Intriguing electron correlation effects in the photoionization of metallic quantum-dot nanorings

Abstract

We report detailed results on ionization in metallic quantum-dot (QD) nanorings described by the extended Hubbard model at half filling obtained by exact numerical diagonalization. In spite of very strong electron correlations, the ionization spectra are astonishingly scarce. We attribute this scarcity to a hidden quasi-symmetry, generalizing thereby similar results on optical absorption recently reported [Phys. Rev. B 75, 125323 (2007); 77, 165339 (2008)]. Numerical results indicate that this hidden quasi-symmetry of the extended Hubbard model does not evolve into a true (hidden) symmetry but remains a quasi-symmetry in the case of the restricted Hubbard model as well.
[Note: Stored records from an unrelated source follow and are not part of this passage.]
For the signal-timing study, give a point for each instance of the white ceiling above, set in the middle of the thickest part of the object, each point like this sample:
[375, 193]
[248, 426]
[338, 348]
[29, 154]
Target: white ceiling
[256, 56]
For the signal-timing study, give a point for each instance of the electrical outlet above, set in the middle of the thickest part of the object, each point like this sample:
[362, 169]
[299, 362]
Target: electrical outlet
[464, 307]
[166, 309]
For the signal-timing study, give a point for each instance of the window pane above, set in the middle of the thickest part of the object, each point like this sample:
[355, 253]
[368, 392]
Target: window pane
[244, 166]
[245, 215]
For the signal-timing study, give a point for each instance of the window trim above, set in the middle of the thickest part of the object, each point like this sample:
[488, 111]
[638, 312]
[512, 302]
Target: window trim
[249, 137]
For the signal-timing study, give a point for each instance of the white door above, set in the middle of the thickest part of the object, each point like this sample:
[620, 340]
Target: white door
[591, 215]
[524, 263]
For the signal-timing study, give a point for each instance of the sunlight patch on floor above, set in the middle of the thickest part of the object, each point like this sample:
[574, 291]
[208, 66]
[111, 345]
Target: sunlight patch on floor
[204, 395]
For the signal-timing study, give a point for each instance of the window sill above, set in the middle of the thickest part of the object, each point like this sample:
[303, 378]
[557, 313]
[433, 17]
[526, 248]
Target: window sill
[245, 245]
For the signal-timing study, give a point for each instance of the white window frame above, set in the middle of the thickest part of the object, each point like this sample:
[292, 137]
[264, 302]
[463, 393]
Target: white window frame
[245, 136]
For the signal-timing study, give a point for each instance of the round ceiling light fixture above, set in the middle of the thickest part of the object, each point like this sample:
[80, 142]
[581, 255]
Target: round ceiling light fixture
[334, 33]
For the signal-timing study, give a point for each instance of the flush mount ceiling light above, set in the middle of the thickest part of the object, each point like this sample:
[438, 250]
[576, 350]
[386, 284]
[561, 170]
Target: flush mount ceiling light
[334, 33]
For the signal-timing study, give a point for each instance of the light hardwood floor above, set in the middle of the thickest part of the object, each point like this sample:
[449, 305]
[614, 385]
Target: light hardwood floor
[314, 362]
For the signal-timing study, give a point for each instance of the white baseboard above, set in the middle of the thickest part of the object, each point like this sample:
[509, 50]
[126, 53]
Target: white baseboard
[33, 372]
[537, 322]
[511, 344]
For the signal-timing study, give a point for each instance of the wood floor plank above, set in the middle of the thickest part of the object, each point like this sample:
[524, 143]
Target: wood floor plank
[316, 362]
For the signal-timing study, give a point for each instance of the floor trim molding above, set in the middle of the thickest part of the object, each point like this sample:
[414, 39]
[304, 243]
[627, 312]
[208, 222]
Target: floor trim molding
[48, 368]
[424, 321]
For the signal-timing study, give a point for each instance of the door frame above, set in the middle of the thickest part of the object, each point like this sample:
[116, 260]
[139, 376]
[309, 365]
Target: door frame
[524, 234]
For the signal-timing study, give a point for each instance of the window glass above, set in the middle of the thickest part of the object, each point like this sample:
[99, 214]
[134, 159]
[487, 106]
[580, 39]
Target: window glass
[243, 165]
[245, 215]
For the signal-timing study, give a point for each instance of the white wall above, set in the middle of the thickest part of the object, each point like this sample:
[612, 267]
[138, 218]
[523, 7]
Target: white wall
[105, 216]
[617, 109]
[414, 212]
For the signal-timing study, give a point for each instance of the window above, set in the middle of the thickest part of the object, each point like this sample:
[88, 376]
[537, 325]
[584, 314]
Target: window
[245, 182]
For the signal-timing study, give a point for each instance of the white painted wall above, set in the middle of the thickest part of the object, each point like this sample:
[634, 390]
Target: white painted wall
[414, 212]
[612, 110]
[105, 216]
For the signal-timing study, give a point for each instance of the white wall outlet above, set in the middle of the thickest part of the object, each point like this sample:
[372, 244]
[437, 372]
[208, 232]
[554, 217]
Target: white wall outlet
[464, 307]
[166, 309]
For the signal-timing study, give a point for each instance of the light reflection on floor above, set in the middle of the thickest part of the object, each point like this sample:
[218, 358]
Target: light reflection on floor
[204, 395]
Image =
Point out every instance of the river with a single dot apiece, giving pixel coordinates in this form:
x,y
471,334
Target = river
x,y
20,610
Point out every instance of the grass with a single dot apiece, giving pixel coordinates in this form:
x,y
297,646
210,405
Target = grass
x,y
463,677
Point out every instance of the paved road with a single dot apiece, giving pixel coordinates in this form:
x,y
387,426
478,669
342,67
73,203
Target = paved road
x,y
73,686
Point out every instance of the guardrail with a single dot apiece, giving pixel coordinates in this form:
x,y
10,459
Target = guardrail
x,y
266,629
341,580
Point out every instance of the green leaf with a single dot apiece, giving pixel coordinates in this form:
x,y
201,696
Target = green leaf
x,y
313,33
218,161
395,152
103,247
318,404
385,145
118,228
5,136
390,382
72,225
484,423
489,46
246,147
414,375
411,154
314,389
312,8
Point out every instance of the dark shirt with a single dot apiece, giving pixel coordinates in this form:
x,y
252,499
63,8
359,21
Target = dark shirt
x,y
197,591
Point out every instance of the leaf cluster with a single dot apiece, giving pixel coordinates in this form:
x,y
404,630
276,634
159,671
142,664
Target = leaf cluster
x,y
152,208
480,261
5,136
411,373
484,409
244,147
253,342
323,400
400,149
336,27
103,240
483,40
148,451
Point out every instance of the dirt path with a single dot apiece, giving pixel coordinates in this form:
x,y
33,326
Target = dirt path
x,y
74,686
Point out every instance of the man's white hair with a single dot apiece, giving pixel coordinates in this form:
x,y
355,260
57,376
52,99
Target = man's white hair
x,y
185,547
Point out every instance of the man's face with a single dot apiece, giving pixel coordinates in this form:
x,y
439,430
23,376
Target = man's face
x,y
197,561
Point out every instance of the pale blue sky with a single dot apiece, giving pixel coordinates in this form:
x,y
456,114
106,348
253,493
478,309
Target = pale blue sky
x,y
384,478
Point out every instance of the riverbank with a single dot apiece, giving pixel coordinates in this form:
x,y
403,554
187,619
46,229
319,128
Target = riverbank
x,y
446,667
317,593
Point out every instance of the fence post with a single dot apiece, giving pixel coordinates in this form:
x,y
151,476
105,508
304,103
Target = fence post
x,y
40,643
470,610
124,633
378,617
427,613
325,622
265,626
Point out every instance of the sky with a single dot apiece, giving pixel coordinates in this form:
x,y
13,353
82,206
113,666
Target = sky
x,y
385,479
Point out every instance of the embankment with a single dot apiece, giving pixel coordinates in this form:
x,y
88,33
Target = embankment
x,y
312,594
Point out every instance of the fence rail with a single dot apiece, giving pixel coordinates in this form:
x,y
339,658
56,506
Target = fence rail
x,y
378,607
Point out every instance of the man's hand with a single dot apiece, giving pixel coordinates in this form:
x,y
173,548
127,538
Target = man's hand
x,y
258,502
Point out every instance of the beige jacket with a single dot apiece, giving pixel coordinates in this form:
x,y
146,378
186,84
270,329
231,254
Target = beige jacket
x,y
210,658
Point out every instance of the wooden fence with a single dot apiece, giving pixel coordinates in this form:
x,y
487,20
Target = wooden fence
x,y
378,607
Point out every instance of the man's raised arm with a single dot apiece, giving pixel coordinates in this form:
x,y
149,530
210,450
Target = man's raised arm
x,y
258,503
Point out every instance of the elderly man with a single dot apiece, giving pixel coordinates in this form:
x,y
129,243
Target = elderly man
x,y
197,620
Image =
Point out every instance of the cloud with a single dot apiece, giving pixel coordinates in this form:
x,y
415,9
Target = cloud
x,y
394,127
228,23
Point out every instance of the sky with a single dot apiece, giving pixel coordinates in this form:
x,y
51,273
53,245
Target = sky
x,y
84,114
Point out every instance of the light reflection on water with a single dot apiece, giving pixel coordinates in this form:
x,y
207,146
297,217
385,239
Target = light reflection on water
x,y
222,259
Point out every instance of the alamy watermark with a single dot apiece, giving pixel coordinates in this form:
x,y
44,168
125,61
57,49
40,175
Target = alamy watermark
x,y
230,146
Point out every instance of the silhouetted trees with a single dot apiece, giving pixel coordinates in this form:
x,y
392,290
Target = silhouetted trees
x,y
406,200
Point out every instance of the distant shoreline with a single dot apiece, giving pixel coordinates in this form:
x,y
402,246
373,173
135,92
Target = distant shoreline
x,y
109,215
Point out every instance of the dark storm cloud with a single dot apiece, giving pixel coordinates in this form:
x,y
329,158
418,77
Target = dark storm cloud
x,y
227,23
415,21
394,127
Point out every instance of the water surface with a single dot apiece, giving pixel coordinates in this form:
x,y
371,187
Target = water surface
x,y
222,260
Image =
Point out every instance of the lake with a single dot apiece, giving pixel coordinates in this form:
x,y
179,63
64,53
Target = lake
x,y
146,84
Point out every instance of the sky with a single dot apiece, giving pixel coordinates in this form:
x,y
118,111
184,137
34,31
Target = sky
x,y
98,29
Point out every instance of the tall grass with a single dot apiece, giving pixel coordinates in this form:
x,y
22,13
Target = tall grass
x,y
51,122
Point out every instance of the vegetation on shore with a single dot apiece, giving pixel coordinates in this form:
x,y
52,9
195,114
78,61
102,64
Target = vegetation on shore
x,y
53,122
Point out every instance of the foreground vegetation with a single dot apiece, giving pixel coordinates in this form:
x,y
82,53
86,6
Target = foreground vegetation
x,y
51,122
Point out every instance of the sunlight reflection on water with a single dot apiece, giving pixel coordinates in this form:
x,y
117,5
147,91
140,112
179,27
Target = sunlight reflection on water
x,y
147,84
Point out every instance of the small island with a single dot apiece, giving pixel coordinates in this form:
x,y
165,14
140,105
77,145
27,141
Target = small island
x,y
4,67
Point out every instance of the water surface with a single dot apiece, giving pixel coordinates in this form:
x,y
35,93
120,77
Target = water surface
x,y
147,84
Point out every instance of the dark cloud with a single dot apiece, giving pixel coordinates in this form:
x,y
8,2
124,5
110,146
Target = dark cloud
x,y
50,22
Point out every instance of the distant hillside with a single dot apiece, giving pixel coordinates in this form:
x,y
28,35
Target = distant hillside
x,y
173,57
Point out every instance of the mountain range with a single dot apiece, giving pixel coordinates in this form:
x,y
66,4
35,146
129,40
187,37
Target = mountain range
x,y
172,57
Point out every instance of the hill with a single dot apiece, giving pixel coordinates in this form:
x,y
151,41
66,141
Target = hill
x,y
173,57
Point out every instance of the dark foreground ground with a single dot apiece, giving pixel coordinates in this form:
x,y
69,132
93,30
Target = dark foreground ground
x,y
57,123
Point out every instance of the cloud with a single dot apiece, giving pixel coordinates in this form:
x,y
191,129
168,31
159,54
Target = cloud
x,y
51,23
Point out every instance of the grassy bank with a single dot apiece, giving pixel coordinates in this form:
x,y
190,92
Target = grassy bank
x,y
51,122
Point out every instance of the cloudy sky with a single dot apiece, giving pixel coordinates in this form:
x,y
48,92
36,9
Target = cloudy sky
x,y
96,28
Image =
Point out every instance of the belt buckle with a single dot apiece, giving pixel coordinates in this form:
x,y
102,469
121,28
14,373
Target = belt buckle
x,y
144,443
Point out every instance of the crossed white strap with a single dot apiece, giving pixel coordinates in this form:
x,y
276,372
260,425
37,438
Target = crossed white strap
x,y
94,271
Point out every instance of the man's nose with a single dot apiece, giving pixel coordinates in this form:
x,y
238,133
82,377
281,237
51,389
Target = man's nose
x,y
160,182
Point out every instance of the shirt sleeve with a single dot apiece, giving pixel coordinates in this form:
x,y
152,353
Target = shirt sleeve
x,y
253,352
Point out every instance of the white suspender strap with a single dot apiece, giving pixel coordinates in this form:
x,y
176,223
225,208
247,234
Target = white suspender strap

Based on the observation on the number of significant ionization signals per each spatial symmetry, we claim the existence of a one-to-one map between the relevant ionization signals of the correlated half-filled nanorings and the one-hole and two-hole-one-particle processes possible in the noninteracting case. Similar to the case of optical absorption, numerous avoided crossings (anticrossings) are present in the ionization spectra, which often involve more than two states. The present results demonstrate that ionization could be a useful tool to study electron correlations in metallic QD-nanoarrays, providing information that is complementary to optical absorption.